Shroedinger’s ticket

When I am in the supermarket, I like to help the guys on the till because they pack the bags too.

So to do this, I make sure that I stack the conveyor belt with my groceries ready to go: first the frozen and chilled stuff, then the vegetables and fruit, then general food groceries, bathroom and laundry, dog food and finally eggs, bread and biscuits. Of course this does not mean my bags get packed like this, because supermarkets want your shopping experience to be like visiting a friendly neighbourhood shop – you know, the type you used to see everywhere before supermarkets drove them out of business. To this end, they make the poor teenagers working the tills strike up conversations with the customers, which they don’t always get quite right and it distracts them from the tasks in hand.

So when a spotty youth who is swiping and packing addresses me and says, ‘So, what have you been doing today?’ In the manner of the Spanish Inquisition, I try and remind myself before I reply, ‘None of your damned business, now stop trying to multi-task and concentrate on recognising vegetables,’ that neither of us wants this social transaction. The spotty kid just wants to earn phone credit and  shoe money and get through this mad hormonal phase that is reeking havoc with his or her love life, and I just want to get out of the shop with my shopping in the order I stacked it without having to share details of my life. I end up smiling and saying, ‘Nothing much,’ and getting on with the business of loading the bags into the trolley.

In the smaller shops, they tend not to make conversation unless they have something to say, or they mean it. The other day I was in a small Chinese supermarket, crammed with freezers and shelves of the weird and the wonderful, but which is also home to lots of fresh cheap vegetables, which is why I buy my fresh stuff there now, not the supermarket.

The till area is small and so I can’t really help stack, I just bung the basket on one side of the till and grab the stuff to bag it as the lady on the check out rings in the prices. The other day when I was doing this I got a bit carried away and grabbed the coriander off the scales before the lady had had a chance to price it.

‘Oh, oh, oh, noooooooo, ‘she said to me (English being her second language but still infinitely better than my Mandarin. ‘Noooo, you wait. Hahahaha!’

‘Oops sorry!’ I responded – ‘Too quick!’ And I laughed and opened my purse.

‘Why you no want to pay?’ Said the lady – ‘Look, you got lotto ticket, you millionaire!’
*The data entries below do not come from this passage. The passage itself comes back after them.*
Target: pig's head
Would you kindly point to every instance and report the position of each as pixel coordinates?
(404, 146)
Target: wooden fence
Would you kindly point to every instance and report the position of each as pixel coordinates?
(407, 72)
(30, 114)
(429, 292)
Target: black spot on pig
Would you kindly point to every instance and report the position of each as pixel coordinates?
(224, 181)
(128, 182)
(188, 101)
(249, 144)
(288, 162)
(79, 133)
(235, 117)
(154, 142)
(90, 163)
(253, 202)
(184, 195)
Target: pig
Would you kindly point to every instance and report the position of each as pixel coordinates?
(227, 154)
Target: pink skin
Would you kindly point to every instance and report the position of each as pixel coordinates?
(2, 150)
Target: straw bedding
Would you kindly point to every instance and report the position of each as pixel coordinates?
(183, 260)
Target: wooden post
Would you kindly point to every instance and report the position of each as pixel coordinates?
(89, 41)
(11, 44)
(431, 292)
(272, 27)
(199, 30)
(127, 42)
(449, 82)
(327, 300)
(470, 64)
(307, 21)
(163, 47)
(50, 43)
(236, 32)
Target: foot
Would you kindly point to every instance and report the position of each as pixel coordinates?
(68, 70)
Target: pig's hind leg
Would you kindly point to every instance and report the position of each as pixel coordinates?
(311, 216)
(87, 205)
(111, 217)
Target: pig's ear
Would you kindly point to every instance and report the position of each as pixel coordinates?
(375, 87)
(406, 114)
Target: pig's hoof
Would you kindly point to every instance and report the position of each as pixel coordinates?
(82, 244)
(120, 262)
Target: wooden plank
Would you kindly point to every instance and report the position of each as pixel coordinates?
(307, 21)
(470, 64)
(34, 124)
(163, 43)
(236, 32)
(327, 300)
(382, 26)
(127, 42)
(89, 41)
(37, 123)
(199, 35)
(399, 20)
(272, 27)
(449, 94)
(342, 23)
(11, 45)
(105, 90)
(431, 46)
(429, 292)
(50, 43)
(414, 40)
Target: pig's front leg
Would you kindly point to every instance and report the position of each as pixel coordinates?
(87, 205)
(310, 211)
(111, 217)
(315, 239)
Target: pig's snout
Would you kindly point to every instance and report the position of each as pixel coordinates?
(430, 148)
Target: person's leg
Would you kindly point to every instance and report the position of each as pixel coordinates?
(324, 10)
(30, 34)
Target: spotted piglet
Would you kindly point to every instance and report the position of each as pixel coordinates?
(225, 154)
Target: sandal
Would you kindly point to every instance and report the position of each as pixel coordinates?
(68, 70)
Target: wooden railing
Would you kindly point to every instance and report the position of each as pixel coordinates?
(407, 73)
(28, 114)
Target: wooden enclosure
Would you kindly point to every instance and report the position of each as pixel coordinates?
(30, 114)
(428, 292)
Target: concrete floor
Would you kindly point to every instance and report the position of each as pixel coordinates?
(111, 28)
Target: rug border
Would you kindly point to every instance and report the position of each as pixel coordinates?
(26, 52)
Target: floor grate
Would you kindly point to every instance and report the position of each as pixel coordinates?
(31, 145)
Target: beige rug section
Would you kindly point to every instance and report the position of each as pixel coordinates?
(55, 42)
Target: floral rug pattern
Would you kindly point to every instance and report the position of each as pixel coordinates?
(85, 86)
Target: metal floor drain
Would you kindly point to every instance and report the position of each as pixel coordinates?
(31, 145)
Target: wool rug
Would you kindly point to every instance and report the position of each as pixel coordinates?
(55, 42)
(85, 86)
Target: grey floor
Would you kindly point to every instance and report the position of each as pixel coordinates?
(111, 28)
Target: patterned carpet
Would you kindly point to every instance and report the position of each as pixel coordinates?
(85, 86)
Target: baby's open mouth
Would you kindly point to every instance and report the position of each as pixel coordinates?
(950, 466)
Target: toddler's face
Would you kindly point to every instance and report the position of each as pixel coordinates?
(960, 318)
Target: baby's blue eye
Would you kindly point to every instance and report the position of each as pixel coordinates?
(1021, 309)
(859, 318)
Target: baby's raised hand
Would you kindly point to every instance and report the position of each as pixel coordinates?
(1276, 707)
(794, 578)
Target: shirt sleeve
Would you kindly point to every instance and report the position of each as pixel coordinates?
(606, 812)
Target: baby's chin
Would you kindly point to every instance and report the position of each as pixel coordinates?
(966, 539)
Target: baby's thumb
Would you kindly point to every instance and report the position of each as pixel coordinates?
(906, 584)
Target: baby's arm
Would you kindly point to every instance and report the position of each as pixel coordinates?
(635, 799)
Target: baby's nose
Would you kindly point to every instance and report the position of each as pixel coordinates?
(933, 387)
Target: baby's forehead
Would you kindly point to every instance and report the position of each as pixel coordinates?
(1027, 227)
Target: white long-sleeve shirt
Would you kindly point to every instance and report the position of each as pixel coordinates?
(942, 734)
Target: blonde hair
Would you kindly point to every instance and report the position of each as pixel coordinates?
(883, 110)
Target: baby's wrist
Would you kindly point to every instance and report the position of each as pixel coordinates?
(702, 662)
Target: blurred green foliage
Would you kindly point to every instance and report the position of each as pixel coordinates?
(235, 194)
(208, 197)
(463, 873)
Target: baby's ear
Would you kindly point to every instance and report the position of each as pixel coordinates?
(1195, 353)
‘Hah!’ I cried, seeing the ticket I had put in there the day before, ‘You are right! I may be a millionaire because I haven’t checked it yet.’

I carried on thinking about this after I left the shop. This charming lady, with whom I had just exchanged a joke was absolutely right. She had not only sold me vegetables, she had developed the concept of Shroedinger’s Lotto.

Just as his pesky cat, who is usually the subject of the thought experiment, could be both alive and dead in the box until the box was opened, my ticket had both the losing and the winning numbers until I released it from my purse and ran it under the scanner. Until the moment when the message appeared saying, ‘Sorry not a winner’, I was a multimillionaire.

What to do with this unexpected windfall? Most people plump for travel or paying off their mortgage. If I did the latter I could sell my house and buy a mansion and have huge rooms with high ceilings that could handle both paint and wallpaper simultaneously. I could have elegant furniture and plump, stylish cushions and a table that sat twelve.

Hmmm, maybe not that big a table. We have a table that seats six. It is fine, as tables go, and it gets used once a year when my family come over for a meal during the Xmas break. The day before this occurs, every year without fail, I gaze in dismay at the piles of junk and paper that have somehow come to settle on its surface, like some inescapable law of physics. An empty, flat surface in my house is a magnet for rubbish. [I realised at this point I had mixed my physic metaphors here with Quantum and common or garden physics plus magnetic wood, but decided to just roll with it – this was a thought experiment, after all]. Every year, instead of sorting through the junk and throwing it away, we open the spare bedroom door, chuck it all in and then shut the door. There will come a day, in the not too distant future, when we go to open the door and find it jammed shut against the weight of rubbish that has piled up in the room.

Well travel then? Tricky,  I hate flying. I love being on holiday, but I hate going on holiday. Organizing dog sitters, organizing Xanax so I can get on a plane without screaming and being arrested, trawling through Duty Free and trying to work out just why I want to buy the huge bar of Toblerone, when I know I don’t like nougat. Arriving exhausted because I have cried all the way and knowing that now I am here, I will have to get on another goddamn plane to get back. Maybe not travel then.

Clothes are not a temptation, what is the use of buying lovely clothes when you are shaped like a watermelon? You just look like a watermelon in an outfit made of slightly more expensive fabric. Plus I hate shopping.

In the end I decided to go with just being fantastically rich in my mind, but not spending the money on anything for a while, just having the freedom to know, that if I wanted to, I could ring up work tomorrow and say that I was just taking a few months off to – I don’t know – spend some quality time with my dogs and my family.

That is the problem with being a theoretical multimillionaire – it is hard work.